Variance-reduced methods such as ProxSVRG+, ProxSAGA, and their loopless variants inherit linear convergence rates under the Proximal-PL condition (Li et al., 2018, Traoré et al., 2023). The method ProxSVRG+ as proposed in (Li et al., 2018) employs a variance-reduced stochastic gradient estimate within a proximal subroutine, and under Proximal-PL achieves global geometric decay in the objective gap: $\Phi(x^S) - \Phi^* \leq \left(1-\frac{\mu}{C_1 L}\right)^{Sm} \left(\Phi(x^0) - \Phi^*\right) + \frac{C_2 \sigma^2/n}{\mu}$ for suitable constants and parameter settings, without requiring restarts. This "automatic switch" from sublinear to linear regime occurs as soon as the iterates enter a region where the Proximal-PL holds. Analogous contraction results hold for ProxSAGA and other variance-reduced algorithms (Traoré et al., 2023).

In summary, Proximal-PL underpins the linear convergence of a wide range of stochastic first-order methods for both convex and nonconvex-nonsmooth problems.

5. Performance Estimation and Rate Tightness

Performance estimation problems (PEPs) have been systematically used to derive the sharpest possible contraction rates for proximal gradient and related methods under Proximal-PL/RPL. The approach involves forming nonnegative linear combinations of inequalities derived from $L$ -smoothness, convexity/subdifferential properties, and the Proximal-PL, constructing an explicit Lyapunov potential that telescopes with the algorithmic steps (Kong et al., 18 Nov 2024). The resulting contraction factors $\tau(\gamma)$ are provably optimal within the class of $L$ -smooth/ $h$ -convex objectives.

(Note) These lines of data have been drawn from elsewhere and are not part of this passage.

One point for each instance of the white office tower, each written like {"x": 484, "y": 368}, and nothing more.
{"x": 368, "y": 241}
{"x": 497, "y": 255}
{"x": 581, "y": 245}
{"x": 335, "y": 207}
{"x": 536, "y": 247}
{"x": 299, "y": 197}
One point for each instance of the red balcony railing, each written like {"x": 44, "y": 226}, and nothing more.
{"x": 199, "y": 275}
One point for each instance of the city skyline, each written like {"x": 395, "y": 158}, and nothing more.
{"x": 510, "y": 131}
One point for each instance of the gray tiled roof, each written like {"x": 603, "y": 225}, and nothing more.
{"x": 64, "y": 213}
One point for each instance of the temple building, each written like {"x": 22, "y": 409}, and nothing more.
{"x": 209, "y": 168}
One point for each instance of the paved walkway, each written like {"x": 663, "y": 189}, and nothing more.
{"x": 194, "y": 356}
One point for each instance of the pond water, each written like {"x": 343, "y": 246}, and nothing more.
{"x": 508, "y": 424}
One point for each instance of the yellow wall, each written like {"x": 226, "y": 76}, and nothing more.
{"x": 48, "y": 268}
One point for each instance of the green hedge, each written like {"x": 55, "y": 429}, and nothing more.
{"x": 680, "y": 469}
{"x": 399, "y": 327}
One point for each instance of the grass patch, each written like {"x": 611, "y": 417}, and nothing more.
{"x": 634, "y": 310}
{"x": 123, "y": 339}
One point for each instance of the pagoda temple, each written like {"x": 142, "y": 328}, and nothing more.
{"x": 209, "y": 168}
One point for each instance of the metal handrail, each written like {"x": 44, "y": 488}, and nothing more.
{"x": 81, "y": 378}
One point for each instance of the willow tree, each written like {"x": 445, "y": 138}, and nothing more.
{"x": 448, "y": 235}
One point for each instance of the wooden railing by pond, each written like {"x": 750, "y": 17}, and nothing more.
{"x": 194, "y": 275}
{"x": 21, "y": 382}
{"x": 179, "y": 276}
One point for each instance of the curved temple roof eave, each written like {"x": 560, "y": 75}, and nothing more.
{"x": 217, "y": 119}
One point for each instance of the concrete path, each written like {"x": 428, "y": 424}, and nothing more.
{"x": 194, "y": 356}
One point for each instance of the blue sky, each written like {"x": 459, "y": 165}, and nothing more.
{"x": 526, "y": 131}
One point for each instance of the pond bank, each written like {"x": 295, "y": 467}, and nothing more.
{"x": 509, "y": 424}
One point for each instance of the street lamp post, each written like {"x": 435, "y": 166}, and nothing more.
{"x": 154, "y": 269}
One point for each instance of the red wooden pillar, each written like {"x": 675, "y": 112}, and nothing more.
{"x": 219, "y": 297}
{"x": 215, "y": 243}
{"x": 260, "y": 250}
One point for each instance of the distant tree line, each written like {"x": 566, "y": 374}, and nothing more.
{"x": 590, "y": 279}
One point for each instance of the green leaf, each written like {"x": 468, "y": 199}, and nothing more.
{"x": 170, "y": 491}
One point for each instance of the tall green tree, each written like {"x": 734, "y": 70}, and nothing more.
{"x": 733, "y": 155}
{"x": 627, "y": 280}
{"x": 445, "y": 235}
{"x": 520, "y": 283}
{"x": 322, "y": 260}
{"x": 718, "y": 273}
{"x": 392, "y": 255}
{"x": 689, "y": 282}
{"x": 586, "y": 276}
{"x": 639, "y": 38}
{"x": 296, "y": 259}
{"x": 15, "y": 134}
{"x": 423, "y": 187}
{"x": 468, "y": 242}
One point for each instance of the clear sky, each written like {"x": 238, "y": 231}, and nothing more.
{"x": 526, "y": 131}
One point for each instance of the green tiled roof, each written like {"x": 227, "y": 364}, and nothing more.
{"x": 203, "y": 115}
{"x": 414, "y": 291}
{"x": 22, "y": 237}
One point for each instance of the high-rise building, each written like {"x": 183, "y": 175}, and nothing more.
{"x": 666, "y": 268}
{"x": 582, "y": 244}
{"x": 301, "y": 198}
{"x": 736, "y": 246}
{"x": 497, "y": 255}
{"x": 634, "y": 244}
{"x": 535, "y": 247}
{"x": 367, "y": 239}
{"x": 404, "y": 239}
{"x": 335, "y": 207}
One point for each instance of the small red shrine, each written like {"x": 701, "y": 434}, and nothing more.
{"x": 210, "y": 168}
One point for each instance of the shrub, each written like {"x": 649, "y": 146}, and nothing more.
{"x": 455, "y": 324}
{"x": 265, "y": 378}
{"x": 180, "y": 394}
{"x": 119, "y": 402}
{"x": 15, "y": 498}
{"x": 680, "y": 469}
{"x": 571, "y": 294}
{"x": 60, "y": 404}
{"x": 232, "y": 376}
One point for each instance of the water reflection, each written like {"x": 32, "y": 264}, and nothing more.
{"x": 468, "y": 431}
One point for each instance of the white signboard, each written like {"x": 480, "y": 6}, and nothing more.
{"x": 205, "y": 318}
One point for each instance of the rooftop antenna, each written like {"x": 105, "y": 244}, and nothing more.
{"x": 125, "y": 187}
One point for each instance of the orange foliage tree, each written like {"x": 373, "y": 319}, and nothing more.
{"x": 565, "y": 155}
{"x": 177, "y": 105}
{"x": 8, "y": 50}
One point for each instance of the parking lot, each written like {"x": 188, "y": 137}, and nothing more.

Comparison with earlier bounds shows that the PEP-derived rates uniformly improve or subsume those based on more restrictive conditions (e.g., strong convexity or classical PL for the smooth case) (Kong et al., 18 Nov 2024).

6. Applications and Canonical Examples

Numerous problems in machine learning and signal processing are known to satisfy the Proximal-PL condition:

$\ell_1$ -regularized least squares: $F(x) = \tfrac{1}{2}\|Ax-b\|^2 + \lambda\|x\|_1$ with $A$ of full rank
Logistic regression with $\ell_1$ penalty on compact sublevels
Dual of SVMs: quadratic growth and thus Proximal-PL in the dual space
Group-lasso, nuclear norm minimization, sparse group lasso under suitable data assumptions

In the weak convexity regime, Proximal-PL applies on restricted sublevels, enabling theory for algorithms with inexact or approximate proximal steps (Liao et al., 2023). In the min-max and distributionally robust setting, a Moreau-regularized primal (via proximal term) enables global PL-type inequalities and thus linear convergence in both objective and duality gaps (Guo et al., 2020).

7. Extensions: Beyond Deterministic Convexity and Robustness to Noise

The Proximal-PL framework extends to settings with:

Weakly convex objectives (not globally convex), via subdifferential-based or error-bound Proximal-PL (restricted to sublevels) (Liao et al., 2023)
Online/stochastic settings with unbiased and even sub-Weibull gradient noise, where Proximal-PL ensures linear decay up to a bias term determined by the noise (Kim et al., 2021)
Nonconvex–strongly-concave min-max, by moving to a Moreau-regularized primal and establishing a PL inequality on that regularized function (Guo et al., 2020)

A plausible implication is that the Proximal-PL condition, in its various forms, provides a unifying thread for establishing linear convergence of first-order algorithms in composite, stochastic, online, weakly convex, and saddle-point optimization. Its computable and verifiable character is particularly advantageous for nonsmooth or structured regularized problems where standard smooth analysis fails.